Obviously a incident where the PM huffs out of an interview with a major broadcaster would be a big story. There's just one slight problem.
The Boulton & Co blog on the Sky website includes the line:
One man's "storming off" is another man's "getting up because it's over"...
Which immediately raises doubts about the veracity of the Mail interpretation. Watching the nearly twelve minute interview on the Sky blog reveals - shock of shocks - Brown doesn't try to leave at any point. The clip ends with Boulton saying:
Thank you very much Gordon Brown.
And Brown is still in his seat. Conservative blogger Guido Fawkes has posted part of what happened next on Youtube, complete with a juvenile Psycho sound effect. But it shows Brown remaining seated for a full three seconds before moving to get up.

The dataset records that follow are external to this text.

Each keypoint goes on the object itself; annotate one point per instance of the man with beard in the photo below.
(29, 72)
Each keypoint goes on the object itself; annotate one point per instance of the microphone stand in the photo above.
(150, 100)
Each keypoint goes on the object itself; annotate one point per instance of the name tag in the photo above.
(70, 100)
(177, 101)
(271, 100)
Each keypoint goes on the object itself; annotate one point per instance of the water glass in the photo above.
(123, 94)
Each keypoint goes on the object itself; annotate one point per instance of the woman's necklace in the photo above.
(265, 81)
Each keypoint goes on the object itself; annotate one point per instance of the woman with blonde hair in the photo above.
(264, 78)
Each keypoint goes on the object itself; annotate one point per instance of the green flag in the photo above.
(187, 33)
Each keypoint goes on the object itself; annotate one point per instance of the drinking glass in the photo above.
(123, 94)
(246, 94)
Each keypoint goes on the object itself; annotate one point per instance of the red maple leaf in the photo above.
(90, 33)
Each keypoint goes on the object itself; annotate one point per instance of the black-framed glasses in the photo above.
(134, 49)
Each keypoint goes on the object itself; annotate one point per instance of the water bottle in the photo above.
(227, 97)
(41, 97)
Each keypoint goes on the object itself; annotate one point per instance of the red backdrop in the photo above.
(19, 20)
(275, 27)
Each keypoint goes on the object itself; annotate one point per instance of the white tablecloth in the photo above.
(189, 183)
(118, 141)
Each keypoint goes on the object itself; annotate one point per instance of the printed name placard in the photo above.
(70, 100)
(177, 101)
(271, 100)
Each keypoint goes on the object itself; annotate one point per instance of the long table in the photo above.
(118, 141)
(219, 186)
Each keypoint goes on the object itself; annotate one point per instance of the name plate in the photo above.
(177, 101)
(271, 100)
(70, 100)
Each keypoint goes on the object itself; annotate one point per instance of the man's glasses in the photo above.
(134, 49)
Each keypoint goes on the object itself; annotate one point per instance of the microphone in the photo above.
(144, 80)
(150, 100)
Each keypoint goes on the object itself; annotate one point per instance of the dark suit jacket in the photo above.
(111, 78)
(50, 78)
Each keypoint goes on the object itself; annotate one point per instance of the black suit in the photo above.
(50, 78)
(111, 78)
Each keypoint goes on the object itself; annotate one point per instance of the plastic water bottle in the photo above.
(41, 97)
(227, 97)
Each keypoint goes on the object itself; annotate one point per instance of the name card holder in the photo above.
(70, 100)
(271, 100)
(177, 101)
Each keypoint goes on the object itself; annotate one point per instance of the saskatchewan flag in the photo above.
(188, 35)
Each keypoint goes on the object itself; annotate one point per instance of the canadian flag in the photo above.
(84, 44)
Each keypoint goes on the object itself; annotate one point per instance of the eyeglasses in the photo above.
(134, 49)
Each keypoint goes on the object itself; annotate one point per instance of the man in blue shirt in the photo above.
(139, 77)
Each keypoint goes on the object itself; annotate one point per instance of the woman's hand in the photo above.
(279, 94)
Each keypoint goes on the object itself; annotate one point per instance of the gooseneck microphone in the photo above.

So how does the Mail decide he 'cut the interview short' or:
He tried to leave once it was over. End of (non-) story.
Elsewhere, News International is clearly trying to set the agenda for the general election. During the interview, Boulton pressed Brown on Sky News' Leaders' Debate. Then yesterday the Sun revealed - to absolutely no-one's surprise - that it was backing the Conservatives to win the next election. These seem to be 'good' examples of where the media is trying to make the news - make itself the news - rather than just report the news.
Bizarrely, this blog received two emails (within 30 minutes of each other) from The Sun revealing the news about its change of allegiance in the early hours of 29 September. It even included a jpeg of the front page for inclusion. Why it would bother alerting a blog which has rarely written a good word about the paper is a bit of a mystery.
The Sun editorial writes about the:
failures of Labour in Government over the last 12 years.
Given the Sun backed Labour at the 1997, 2001 and 2005 elections, complaining about all twelve years seems a little...conveniently forgetful.
Inevitably, in listing Labour's failings, it mentions immigration, where they are accused of:
opening our borders without any regard to the consequences. Illegal migrants and bogus asylum seekers poured in.
The terminology here is very loose - 'illegal immigrants' and 'failed asylum seekers' would be far more suitable, but this sentence, which also includes the word 'poured', is designed to be highly emotive, rather than accurate.
The Guardian's Michael White points out that Rupert Murdoch does have a 'well-documented policy of being on the winning side' and with opinion polls putting the Conservatives well ahead, it was only a matter of when, not if, The Sun switched sides.
But even more importantly for David Cameron, he has the support of another key Sun figure, far more influential than Murdoch.
Yes, Page 3 girl Keeley (22, from Bromley, dressed in her blue pants for this special occasion) is backing him too:
[He] is the man...this is his time. Everyone will expect him to make things better. He can't possibly do this instantly as he will inherit huge, long-term, deep-rooted problems. We need to allow him time to implement fresh ideas and policies that will get the country off its knees.
Brilliant. With insight like that, she could get a reporting job at the paper.